People v Meyer |
2014 NY Slip Op 05450 |
Decided on July 23, 2014 |
Appellate Division, Second Department |
Published by New York State Law Reporting Bureau pursuant to Judiciary Law § 431. |
This opinion is uncorrected and subject to revision before publication in the Official Reports. |
Decided on July 23, 2014SUPREME COURT OF THE STATE OF NEW YORKAppellate Division, Second Judicial Department
WILLIAM F. MASTRO, J.P.
CHERYL E. CHAMBERS
PLUMMER E. LOTT
SHERI S. ROMAN, JJ.
2012-01428
(Ind. No. 3265/10)
v
Joseph J. Meyer, appellant.
Gerald J. Di Chiara, New York, N.Y., and Anthony V. Lombardino, Richmond Hills, N.Y., for appellant (one brief filed).
Richard A. Brown, District Attorney, Kew Gardens, N.Y. (John M. Castellano, Ellen C. Abbot of counsel), for respondent.
DECISION & ORDER
Appeal by the defendant from a judgment of the Supreme Court, Queens County (Zayas, J.), rendered January 20, 2012, convicting him of gang assault in the first degree and assault in the first degree, upon a jury verdict, and imposing a determinate term of imprisonment of 18 years followed by a period of postrelease supervision of 5 years upon each of his convictions, the sentences to be served concurrently. The appeal brings up for review the denial, after a hearing, of that branch of the defendant's omnibus motion which was to suppress certain statements made to law enforcement officials.

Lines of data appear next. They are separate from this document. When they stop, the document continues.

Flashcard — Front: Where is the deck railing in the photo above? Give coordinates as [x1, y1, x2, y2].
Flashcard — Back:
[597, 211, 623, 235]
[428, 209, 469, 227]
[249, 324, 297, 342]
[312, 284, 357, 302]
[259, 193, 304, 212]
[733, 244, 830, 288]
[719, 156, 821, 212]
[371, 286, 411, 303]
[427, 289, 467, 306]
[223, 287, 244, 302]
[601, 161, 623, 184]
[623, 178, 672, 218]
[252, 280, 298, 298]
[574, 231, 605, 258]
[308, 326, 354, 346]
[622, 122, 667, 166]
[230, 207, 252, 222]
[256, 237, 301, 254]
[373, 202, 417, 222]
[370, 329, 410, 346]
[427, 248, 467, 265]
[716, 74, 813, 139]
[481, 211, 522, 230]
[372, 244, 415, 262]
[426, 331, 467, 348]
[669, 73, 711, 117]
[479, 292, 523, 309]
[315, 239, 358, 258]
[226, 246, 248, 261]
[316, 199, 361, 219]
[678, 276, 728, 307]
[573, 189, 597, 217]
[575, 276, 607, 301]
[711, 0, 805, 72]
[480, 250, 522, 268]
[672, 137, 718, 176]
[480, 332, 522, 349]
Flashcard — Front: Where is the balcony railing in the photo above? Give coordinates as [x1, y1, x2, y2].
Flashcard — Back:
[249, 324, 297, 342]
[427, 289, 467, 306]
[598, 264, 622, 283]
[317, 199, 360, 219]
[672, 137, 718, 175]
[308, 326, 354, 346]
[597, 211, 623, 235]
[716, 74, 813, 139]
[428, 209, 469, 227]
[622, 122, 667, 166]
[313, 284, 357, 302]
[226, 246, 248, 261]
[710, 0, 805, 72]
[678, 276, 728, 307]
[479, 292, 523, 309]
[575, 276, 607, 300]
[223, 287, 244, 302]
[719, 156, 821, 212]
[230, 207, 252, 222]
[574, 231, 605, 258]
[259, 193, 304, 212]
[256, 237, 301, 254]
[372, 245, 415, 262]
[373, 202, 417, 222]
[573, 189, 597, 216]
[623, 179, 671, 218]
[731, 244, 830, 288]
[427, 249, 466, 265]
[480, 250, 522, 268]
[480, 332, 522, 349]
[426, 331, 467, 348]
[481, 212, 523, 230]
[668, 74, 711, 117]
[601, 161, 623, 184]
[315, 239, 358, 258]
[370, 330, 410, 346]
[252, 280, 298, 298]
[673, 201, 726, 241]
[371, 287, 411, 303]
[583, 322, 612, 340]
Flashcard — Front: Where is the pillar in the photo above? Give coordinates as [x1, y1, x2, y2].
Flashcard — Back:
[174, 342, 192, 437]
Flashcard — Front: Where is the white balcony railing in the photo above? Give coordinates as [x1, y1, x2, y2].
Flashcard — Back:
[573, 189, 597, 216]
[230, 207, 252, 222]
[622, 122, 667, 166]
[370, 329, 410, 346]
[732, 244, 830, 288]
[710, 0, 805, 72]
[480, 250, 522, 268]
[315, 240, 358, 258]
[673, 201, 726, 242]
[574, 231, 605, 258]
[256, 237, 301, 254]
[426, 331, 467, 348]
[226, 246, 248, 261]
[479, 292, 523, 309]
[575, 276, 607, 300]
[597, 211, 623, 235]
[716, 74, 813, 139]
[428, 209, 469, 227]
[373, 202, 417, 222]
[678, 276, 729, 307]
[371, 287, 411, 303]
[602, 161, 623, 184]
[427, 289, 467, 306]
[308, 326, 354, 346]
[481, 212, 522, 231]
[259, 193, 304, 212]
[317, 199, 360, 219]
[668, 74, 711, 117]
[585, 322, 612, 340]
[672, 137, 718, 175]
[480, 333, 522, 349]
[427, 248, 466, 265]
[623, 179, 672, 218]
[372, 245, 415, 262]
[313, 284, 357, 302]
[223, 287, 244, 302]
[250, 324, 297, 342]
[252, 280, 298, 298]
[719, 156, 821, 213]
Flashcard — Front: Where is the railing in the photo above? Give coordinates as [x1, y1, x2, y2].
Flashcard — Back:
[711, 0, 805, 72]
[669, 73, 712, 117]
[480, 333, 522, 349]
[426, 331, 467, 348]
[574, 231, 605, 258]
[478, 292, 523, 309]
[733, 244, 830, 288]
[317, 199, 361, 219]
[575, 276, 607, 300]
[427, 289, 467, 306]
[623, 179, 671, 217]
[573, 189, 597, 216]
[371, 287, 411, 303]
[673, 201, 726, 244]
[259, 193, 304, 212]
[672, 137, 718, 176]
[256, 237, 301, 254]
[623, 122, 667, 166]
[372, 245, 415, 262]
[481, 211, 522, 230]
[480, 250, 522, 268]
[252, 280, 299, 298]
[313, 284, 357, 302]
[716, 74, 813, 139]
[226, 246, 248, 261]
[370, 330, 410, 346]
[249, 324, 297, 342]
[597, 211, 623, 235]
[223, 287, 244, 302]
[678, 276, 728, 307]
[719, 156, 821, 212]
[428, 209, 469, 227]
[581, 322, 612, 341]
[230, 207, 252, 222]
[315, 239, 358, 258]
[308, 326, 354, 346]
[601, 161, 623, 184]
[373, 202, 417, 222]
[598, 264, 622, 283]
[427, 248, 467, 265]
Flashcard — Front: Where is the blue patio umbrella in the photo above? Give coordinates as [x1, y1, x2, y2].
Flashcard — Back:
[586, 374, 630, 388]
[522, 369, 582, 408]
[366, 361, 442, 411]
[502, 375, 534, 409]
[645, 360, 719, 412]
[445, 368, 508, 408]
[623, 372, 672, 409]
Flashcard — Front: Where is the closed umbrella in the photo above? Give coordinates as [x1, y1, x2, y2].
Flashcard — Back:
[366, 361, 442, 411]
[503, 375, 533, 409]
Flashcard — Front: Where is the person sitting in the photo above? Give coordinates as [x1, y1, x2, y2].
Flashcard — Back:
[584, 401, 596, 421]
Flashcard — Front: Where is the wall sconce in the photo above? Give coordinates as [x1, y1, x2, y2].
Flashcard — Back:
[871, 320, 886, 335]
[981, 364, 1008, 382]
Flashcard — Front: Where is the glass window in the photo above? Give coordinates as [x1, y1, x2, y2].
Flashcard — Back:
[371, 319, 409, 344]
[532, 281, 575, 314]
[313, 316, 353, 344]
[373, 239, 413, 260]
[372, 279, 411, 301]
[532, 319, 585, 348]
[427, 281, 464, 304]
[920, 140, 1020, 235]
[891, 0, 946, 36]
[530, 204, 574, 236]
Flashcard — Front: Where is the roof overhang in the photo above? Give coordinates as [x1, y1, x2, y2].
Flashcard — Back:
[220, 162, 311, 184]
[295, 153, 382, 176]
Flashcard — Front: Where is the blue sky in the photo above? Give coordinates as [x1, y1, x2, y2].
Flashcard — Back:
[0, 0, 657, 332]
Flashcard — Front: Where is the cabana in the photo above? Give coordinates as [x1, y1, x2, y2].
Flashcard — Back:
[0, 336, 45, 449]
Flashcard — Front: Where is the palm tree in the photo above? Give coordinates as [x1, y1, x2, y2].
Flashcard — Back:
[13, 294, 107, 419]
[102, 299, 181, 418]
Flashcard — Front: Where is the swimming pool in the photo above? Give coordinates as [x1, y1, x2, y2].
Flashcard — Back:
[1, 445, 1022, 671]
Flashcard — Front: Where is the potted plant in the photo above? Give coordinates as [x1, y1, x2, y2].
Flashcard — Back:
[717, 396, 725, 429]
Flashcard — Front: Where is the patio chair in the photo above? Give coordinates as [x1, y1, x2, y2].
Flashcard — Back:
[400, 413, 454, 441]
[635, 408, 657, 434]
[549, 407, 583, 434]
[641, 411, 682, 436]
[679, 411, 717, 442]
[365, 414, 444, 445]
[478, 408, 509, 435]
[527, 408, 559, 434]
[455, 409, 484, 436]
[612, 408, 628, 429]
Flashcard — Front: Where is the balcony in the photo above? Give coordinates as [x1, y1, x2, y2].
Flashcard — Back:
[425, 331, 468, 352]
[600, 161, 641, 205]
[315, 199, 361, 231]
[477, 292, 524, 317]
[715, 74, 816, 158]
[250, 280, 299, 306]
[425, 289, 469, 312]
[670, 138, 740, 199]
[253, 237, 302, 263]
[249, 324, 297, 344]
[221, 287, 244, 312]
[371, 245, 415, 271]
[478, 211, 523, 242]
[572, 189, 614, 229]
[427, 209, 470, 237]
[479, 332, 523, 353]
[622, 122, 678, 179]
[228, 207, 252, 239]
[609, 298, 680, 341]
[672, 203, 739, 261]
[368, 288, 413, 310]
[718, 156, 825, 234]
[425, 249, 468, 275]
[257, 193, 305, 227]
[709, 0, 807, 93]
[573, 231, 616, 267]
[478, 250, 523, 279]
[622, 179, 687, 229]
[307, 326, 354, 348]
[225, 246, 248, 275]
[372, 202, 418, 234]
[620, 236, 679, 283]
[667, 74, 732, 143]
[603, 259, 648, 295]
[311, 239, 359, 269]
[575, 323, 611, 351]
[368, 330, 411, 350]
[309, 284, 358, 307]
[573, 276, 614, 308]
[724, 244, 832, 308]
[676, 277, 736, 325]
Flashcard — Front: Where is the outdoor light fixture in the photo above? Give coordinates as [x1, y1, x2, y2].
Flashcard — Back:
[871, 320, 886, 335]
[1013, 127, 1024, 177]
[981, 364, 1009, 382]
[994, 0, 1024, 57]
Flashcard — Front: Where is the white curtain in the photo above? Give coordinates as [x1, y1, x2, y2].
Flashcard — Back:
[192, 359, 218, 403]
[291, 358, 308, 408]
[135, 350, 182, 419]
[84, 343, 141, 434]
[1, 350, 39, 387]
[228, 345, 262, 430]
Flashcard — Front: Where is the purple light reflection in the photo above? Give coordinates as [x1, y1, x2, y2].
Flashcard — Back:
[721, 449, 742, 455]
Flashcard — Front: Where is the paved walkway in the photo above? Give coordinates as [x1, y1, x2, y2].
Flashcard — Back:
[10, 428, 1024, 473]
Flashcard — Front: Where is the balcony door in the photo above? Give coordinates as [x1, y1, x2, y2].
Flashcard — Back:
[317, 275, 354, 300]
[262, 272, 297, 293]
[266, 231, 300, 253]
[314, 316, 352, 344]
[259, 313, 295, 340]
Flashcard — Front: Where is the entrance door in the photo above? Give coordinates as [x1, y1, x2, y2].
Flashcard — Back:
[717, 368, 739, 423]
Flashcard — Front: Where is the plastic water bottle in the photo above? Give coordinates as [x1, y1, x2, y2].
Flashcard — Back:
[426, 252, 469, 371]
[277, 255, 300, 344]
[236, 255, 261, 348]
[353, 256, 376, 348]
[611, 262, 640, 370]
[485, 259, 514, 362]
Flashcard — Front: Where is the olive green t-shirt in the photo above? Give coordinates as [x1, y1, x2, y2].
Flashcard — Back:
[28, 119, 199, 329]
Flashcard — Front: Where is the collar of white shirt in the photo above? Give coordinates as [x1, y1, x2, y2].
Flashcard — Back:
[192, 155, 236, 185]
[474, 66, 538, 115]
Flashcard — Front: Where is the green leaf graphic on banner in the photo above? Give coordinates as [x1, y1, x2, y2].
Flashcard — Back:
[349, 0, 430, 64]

ORDERED that the judgment is modified, as a matter of discretion in the interest of justice, by reducing the sentence imposed upon each of the convictions to a determinate term of imprisonment of 12 years followed by a period of postrelease supervision of 5 years; as so modified, the judgment is affirmed.
Contrary to the defendant's contention, the hearing court properly denied that branch of his motion which was to suppress certain statements he made to law enforcement officials at the police station after he voluntarily went there. A reasonable person, innocent of any crime, would not have believed that he or she was in custody at the time the statements were made (see People Yukl, 25 NY2d 585; People v Vargas, 109 AD3d 1143; People v Alke, 90 AD3d 943; People v Verrilli, 69 AD3d 963; People v Parsad, 243 AD2d 510).
The defendant argues that the verdict was against the weight of the evidence. Upon reviewing the record, however, we are satisfied that the verdict of guilt was not against the weight of the evidence (see People v Danielson, 9 NY3d 342; People v Arnold, 102 AD3d 804).
The sentence imposed was excessive to the extent indicated herein.
The defendant's remaining contention is unpreserved for appellate review (see CPL 470.05[2]) and, in any event, without merit.
MASTRO, J.P., CHAMBERS, LOTT and ROMAN, JJ., concur.